UAAS encourages everyone ‘not to be defined solely by the color of our skin’
USD’s Union of African American Students (UAAS) hosted the “Beyond The Color” event in the MUC ballroom on Feb. 15 in recognition of Black History Month. This formal, RSVP-only event showcased speakers such as Megan Red Shirt-Shaw and Marcus Destin who presented on discovering personal identity beyond race.
Sophomore Ntombi Ngeleka, UAAS’s vice president, played a central role in the planning of the event.
“There is just so much more to people under the surface,” Ngeleka said. “(The UAAS) wants to bring people together, I think since the beginning, that’s what the Union’s been for.”
This event’s speakers, Red Shirt-Shaw and Destin, both spoke on how the event provided space for USD students to engage in conversation about their respective lived experiences being perceived in the bodies they inhabit while hearing and relating to the lived experience of the speakers themselves.
UAAS is made up of approximately 120 students.

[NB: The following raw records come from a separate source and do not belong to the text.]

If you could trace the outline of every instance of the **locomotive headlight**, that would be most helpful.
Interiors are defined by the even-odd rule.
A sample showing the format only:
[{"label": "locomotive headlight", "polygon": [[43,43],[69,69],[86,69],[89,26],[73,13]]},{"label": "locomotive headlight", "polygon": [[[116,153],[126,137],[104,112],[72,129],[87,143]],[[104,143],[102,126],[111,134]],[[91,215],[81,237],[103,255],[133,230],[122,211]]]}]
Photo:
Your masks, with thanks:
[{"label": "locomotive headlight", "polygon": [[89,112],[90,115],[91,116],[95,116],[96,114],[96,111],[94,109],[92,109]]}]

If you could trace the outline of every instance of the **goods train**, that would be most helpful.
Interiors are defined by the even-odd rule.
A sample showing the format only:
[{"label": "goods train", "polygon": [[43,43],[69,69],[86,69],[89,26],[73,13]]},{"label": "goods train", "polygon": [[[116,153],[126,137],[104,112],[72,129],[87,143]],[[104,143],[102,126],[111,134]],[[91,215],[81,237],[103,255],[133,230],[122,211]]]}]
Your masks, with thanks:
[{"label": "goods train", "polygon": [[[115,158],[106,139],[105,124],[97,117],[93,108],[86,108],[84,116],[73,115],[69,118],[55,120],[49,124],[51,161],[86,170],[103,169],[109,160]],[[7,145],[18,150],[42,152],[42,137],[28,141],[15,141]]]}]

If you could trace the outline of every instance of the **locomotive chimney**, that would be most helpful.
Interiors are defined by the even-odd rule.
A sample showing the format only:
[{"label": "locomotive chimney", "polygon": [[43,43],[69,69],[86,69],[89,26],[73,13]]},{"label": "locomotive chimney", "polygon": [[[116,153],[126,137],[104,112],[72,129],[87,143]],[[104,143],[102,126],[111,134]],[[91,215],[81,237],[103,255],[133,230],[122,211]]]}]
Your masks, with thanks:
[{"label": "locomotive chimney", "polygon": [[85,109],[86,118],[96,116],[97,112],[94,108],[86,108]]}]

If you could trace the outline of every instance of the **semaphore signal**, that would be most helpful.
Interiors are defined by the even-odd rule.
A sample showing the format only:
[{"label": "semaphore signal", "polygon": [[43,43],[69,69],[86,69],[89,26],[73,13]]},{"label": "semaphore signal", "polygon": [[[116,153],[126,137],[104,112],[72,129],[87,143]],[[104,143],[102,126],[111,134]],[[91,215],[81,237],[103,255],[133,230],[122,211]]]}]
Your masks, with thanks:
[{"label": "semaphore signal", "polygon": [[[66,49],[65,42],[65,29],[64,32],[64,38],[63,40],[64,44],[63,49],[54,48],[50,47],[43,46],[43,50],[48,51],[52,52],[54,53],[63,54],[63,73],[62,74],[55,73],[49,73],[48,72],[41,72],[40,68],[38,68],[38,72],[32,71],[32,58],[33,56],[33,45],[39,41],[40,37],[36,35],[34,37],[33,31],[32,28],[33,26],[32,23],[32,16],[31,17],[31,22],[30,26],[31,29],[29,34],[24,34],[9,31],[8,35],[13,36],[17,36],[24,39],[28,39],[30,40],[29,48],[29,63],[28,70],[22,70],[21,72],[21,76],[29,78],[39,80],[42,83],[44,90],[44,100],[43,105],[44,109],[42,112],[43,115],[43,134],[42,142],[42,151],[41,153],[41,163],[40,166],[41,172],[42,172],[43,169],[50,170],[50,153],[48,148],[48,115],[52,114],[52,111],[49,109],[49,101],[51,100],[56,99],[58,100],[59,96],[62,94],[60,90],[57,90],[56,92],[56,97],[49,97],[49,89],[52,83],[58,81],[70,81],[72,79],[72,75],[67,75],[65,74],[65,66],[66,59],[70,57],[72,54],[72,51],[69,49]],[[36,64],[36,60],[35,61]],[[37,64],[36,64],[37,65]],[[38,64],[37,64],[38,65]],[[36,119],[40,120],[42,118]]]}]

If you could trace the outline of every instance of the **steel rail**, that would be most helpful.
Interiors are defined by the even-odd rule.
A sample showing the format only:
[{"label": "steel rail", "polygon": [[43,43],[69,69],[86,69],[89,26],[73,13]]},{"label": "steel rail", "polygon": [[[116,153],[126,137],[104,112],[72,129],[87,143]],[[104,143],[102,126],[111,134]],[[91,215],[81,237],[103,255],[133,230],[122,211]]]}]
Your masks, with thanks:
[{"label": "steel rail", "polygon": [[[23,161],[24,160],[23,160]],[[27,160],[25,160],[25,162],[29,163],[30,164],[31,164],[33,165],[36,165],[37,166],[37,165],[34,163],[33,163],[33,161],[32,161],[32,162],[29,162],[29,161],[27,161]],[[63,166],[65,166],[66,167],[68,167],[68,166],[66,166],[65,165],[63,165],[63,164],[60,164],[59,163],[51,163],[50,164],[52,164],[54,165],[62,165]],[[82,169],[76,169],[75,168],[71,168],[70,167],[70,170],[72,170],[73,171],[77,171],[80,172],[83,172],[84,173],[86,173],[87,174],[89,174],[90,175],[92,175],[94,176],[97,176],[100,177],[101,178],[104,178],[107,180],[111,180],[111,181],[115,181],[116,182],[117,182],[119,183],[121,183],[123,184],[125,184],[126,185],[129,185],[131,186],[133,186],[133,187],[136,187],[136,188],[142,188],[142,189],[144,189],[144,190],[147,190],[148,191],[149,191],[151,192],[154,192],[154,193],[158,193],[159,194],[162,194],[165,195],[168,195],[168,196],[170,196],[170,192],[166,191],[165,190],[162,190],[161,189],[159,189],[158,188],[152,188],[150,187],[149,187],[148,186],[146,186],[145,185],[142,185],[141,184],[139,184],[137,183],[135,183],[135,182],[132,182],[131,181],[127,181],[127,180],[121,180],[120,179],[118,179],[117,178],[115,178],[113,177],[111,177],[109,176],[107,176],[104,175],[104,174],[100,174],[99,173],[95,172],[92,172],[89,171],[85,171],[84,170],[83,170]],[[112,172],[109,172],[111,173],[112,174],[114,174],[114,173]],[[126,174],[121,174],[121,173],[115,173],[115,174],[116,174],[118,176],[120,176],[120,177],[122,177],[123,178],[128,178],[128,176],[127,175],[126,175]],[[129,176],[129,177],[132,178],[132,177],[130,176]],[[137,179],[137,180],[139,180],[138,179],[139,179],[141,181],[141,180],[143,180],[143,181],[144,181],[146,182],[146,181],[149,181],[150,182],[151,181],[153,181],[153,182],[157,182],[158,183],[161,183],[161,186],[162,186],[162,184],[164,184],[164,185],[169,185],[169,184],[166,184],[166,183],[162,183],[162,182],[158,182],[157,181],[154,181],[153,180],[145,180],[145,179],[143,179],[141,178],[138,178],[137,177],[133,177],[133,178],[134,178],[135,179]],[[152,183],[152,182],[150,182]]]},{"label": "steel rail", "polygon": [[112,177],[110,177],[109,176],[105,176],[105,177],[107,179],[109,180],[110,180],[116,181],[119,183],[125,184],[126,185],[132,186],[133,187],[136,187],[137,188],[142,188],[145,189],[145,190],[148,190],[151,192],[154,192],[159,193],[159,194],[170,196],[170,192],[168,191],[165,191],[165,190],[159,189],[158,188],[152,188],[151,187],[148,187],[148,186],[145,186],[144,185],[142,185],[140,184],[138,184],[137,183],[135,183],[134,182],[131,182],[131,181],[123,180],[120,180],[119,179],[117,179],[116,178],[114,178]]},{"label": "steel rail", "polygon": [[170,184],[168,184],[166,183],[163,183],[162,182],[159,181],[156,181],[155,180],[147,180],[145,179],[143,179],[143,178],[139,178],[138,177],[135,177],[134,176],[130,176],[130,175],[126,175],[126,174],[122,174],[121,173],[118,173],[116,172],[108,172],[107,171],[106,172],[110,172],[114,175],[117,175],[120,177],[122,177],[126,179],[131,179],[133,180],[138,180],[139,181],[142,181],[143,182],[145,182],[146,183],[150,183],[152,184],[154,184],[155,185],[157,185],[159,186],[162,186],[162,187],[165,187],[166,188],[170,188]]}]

The diversity in the members of the Union provided them with motivation to select event speakers that successfully differed to the point of being able to innately appeal to a larger variety of students’ stories, Ngeleka said.
Destin is the university’s social media and brand engagement coordinator and is also involved in several campus organizations including the UAAS and the Cultural Wellness Coalition.
“(The event) offers the campus and community to open up the conversation more when it comes to diversity,” Destin said. “This event is asking us to think beyond and ask what happens when we look beyond the immediate identities we know and start to peel back the layers.”
Red Shirt-Shaw, the university’s director of native student services, led the “Beyond the Color” event’s conversation alongside Destin.
“It’s really important for us to create spaces on campus where people are celebrated for the lived experiences that they bring to the table, and I think talking about the ways that we see the world, the way that we experience the world only brings a better understanding of each other in our community to the table,” Red Shirt-Shaw said. “This event is critically important because the ways that people experience the world are different and we need to have more conversations about what that impact is on other people’s experiences as well.”
The invitation to attend the event was open to all USD students and the surrounding community.
“Although the title may be ‘Beyond the Color,’ it does not mean the color of your skin is being ignored,” Destin said. “Instead, I hope this conversation encourages us to not be defined solely by the color of our skin but by the experiences within that make or have made us who we are.”
The next event hosted by UAAS will be their fourth annual Ruby Ball on March 5.